Mas Lula é Lula, o ousado. E que bom termos um presidente ousado para o bem, já que tivemos um ousado para o mal.

Para grande surpresa deste que escreve, Lula, qual borboleta, se liberta de seu casulo e alça voos maiores do que poderíamos imaginar. Ele já não cabe mais como líder de um país, somente. Ousa combater as desigualdades a nível mundial.

O presidente foi a Paris. Quando os grandes jornais, os comentaristas de sempre e mesmo a oposição esperavam que ele fosse fazer um discurso da mesmice (lembro que a jornalista Eliane Catanhede chegou a afirmar que Lula não tinha o que falar em Paris!), eis que o sapo barbudo, ou, como os amigos mais próximos dos tempos de São Bernardo ainda o chamam, o baiano, surpreendeu e criticou os países ricos.

Oh! Que afronta, apressaram-se em criticar os colunistas dos jornalões. Isso vai na contramão da diplomacia! O Brasil pagará um alto preço por isso!

Exatamente nesse momento me lembrei de um trecho de uma música de Chico Buarque: “você não gosta de mim, mas sua filha gosta.”

Os representantes dos países mais pobres adoraram a fala de Lula que criticou os ricos por não cumprirem o Protocolo de Quioto (os EUA sequer assinaram) e o Acordo de Paris. Todos perdem tempo e dinheiro preciosos comparecendo a convescotes para enganar o povo dizendo que estão adotando medidas para reverter as mudanças climáticas. Enquanto isso, o planeta caminha resoluto para um cenário catastrófico.

Lula, com muita sabedoria histórica, denunciou o anacronismo da ONU que, desde 1945 não se recicla e já não tem grande importância no cenário mundial. Alguém se lembra de quantas vezes uma votação da ONU que dava 191 votos a favor da suspensão do bloqueio econômico de Cuba, contra somente os votos dos EUA e Israel, foi desrespeitada?

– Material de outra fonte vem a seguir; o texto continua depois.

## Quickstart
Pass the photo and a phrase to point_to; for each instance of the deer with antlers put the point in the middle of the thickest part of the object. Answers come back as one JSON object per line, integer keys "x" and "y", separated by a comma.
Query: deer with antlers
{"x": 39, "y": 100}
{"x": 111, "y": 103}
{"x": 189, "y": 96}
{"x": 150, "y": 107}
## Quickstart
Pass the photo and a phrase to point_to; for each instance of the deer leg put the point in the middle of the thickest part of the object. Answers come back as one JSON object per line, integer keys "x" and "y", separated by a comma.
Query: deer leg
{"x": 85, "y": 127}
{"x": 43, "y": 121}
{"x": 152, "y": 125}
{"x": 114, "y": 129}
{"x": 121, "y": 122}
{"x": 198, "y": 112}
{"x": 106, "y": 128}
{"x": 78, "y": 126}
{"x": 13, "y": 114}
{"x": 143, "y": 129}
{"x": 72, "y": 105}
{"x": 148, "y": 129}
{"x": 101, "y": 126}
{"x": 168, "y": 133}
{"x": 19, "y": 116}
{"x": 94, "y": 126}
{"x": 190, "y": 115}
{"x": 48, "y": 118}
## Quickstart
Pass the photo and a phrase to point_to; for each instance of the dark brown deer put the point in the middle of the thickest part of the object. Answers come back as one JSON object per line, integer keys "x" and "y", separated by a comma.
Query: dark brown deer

Por quantas vezes os EUA, e agora a Rússia, invadiram países sem consultar a ONU? Para que ela serve, afinal?

Lula, um ancião de 77 anos discursou em praça pública em frente à Torre Eiffel para milhares de jovens ávidos a ouvi-lo e foi enormemente aplaudido.

Mas o que os grandes jornais noticiaram? Deram pequenas notas quando deveriam, se tivessem compromisso com a verdade e com o país, darem grandes manchetes, afinal, Lula recupera nossa imagem no cenário mundial, destruída por seu antecessor, conclama os países a se unirem para combater de fato as mudanças climáticas e denuncia que, se essas medidas não forem tomadas para ontem, os pobres é que pagarão o preço, já que os ricos têm como se salvaguardarem.

Lula está diferente, fisicamente. Mas como evoluiu nessas décadas!

Concluo aqui refletindo em como todo o resto dos políticos brasileiros e estrangeiros são pequenos diante da estatura do operário.

E como seu antecessor, de agora em diante, só pode ser visto através de um microscópio, tão pequeno que é.